Tuesday, August 25, 2009
Food for Thought from an Eye-Opening Documentary
I have written on this blog in the past about documentaries such as No End in Sight, the many fine films of Michael Moore, and Super Size Me. I like films like these since they are thought provoking and they tackle important issues. They actually make you think, and therefore they do not attract mass audiences like some of the lowest common denominator drivel that ends up making hundreds of millions of dollars. If you see a documentary in a theatre, chances are it will have many empty seats, but those who are there are impacted. The latest documentary I have seen is called Food Inc. This exposes the dirty little secrets that the industry giants who fill our stomachs do not want you to know. Only a few huge conglomerates control what we buy in supermarkets.
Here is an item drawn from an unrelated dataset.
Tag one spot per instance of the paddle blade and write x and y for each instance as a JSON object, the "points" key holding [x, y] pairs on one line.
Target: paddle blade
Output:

The movie looks at how agriculture has changed and how farmers are under pressure to deliver more product. Farming requires long hours, low pay and high debt accumulation, so the farmers must do all they can to maximize their yields. Food Inc. also looks at the political system and how the giants of the food industry have so much power. It follows a woman to Capitol Hill as she lobbies for more food regulations. Her son died from eating a hamburger tainted with e. coli. There are fewer inspections of food processing plants, and this leads to more diseases. It talks about how the unhealthy food is the cheapest, and how it is expensive to eat right. Fast food is quick and easy, and especially prevalent in poor neighborhoods where obesity and related health problems are an epidemic. The film takes a look at how slaughterhouses are employing illegal aliens to work in dangerous positions where they are exploited. It talked about organic foods, and how even Wal Mart has started selling organic food due to the rising demand. Watching documentaries which paint a bleak picture of society often make us feel powerless, but at the end of Food Inc. there was advice on how we can all have some power. All of us "vote" with our wallets, and when we buy food we are telling the food manufacturers that we want more of the same. We can have power to see more healthy foods if we support restaurants, farmers markets and supermarkets who sell organic, locally grown, unprocessed, healthy food.